Royal Ts am 25 g  jig dran und ab damit:vik:
wenn zuviel kraut da is halt den royal ts mit offset anbieten :q
würde das als kunstköder zählen????? 
in diesem sinne.... 
mfg
He_aD


----------



## SaIz (28. Mai 2010)

*AW: Wo darf man alles in Region Limburg angeln?*

Worauf muss man achten damit der Wurf weit rein geht?


----------



## Udo561 (28. Mai 2010)

*AW: Wo darf man alles in Region Limburg angeln?*

Hi,
das du genug Schnur auf der Rolle hast ist extrem wichtig  
Gruß Udo


----------



## SaIz (28. Mai 2010)

*AW: Wo darf man alles in Region Limburg angeln?*

Ja das hab ich aber bekomm es nicht so weit reingeworfen.
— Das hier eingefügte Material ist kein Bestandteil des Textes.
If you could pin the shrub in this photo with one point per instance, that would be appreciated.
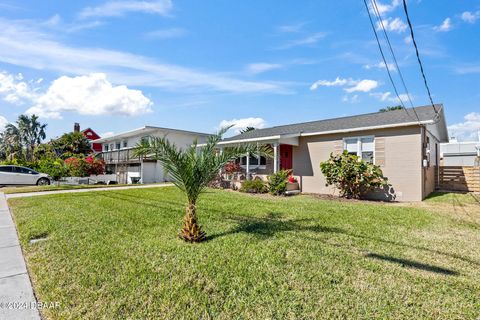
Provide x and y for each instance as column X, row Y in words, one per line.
column 253, row 186
column 277, row 182
column 55, row 168
column 351, row 175
column 232, row 167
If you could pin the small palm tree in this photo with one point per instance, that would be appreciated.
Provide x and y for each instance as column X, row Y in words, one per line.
column 192, row 169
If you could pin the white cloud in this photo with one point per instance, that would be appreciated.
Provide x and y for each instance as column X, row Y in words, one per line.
column 338, row 82
column 363, row 86
column 386, row 8
column 166, row 33
column 394, row 25
column 380, row 65
column 445, row 26
column 3, row 123
column 14, row 89
column 470, row 17
column 256, row 68
column 89, row 95
column 23, row 45
column 291, row 28
column 308, row 40
column 120, row 8
column 467, row 130
column 387, row 96
column 240, row 124
column 351, row 99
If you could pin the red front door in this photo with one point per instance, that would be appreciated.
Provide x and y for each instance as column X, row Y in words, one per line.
column 286, row 157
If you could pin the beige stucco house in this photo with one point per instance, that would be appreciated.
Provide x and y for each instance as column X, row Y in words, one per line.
column 404, row 143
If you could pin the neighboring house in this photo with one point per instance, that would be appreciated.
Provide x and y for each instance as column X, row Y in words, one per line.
column 117, row 152
column 457, row 153
column 406, row 149
column 90, row 135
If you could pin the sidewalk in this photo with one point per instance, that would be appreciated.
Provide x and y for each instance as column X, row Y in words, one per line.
column 17, row 300
column 42, row 193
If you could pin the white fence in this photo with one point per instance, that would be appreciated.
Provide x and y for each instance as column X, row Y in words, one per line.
column 100, row 179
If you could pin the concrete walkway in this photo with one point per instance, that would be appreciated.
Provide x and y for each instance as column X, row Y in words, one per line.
column 17, row 300
column 42, row 193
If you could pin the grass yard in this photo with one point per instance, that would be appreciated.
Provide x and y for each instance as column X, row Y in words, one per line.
column 11, row 190
column 115, row 255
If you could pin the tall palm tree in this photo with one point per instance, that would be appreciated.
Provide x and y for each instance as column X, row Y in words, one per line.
column 11, row 141
column 32, row 132
column 192, row 169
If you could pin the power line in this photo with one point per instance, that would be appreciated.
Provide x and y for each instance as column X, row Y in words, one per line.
column 380, row 22
column 382, row 54
column 418, row 55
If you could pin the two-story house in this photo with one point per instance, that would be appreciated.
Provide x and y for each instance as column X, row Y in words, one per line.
column 117, row 152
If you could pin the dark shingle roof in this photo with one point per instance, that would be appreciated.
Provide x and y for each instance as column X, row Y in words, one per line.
column 395, row 117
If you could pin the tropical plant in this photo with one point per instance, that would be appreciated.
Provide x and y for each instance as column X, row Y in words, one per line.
column 10, row 142
column 192, row 169
column 352, row 175
column 277, row 182
column 387, row 109
column 253, row 186
column 32, row 132
column 55, row 168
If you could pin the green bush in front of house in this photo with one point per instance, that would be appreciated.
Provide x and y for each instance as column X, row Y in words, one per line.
column 253, row 186
column 277, row 182
column 352, row 175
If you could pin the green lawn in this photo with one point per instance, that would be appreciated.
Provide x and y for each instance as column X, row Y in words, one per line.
column 115, row 255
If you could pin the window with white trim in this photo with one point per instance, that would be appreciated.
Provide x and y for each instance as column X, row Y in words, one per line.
column 254, row 162
column 364, row 147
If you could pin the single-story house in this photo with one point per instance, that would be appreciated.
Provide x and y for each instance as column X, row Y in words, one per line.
column 460, row 153
column 117, row 152
column 404, row 143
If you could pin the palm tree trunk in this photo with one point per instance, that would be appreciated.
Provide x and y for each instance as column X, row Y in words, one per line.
column 191, row 230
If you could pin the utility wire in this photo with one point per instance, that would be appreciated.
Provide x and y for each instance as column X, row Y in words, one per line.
column 380, row 22
column 383, row 55
column 418, row 55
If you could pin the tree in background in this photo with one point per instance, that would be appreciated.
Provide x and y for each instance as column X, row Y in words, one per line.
column 72, row 144
column 391, row 108
column 32, row 133
column 19, row 140
column 10, row 143
column 247, row 129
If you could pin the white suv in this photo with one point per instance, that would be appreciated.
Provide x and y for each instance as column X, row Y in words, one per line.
column 15, row 175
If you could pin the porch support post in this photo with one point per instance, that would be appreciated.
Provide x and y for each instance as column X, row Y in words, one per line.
column 248, row 166
column 275, row 157
column 220, row 152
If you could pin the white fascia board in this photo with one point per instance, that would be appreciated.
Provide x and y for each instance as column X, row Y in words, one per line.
column 403, row 124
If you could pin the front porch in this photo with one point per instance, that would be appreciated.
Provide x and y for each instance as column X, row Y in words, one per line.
column 258, row 167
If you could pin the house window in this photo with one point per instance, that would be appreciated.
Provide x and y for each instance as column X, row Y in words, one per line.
column 361, row 146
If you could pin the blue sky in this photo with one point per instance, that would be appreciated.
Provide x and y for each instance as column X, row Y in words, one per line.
column 195, row 65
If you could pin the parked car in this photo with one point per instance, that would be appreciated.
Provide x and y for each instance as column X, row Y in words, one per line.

Und wenn ich zu stark aushole dann reist meistens alles ab. Muss ich da mehr gewicht oder vielleicht weniger gewicht nehmen? Wie stark muss den die schnur sein und wie dick?


----------



## dc1981 (28. Mai 2010)

*AW: Wo darf man alles in Region Limburg angeln?*

was hast du den vor?!?!?
wie angelst du??? welche montage.
ich werfe 100gr körbe mit ner mono die ca 7kg tragkraft hat.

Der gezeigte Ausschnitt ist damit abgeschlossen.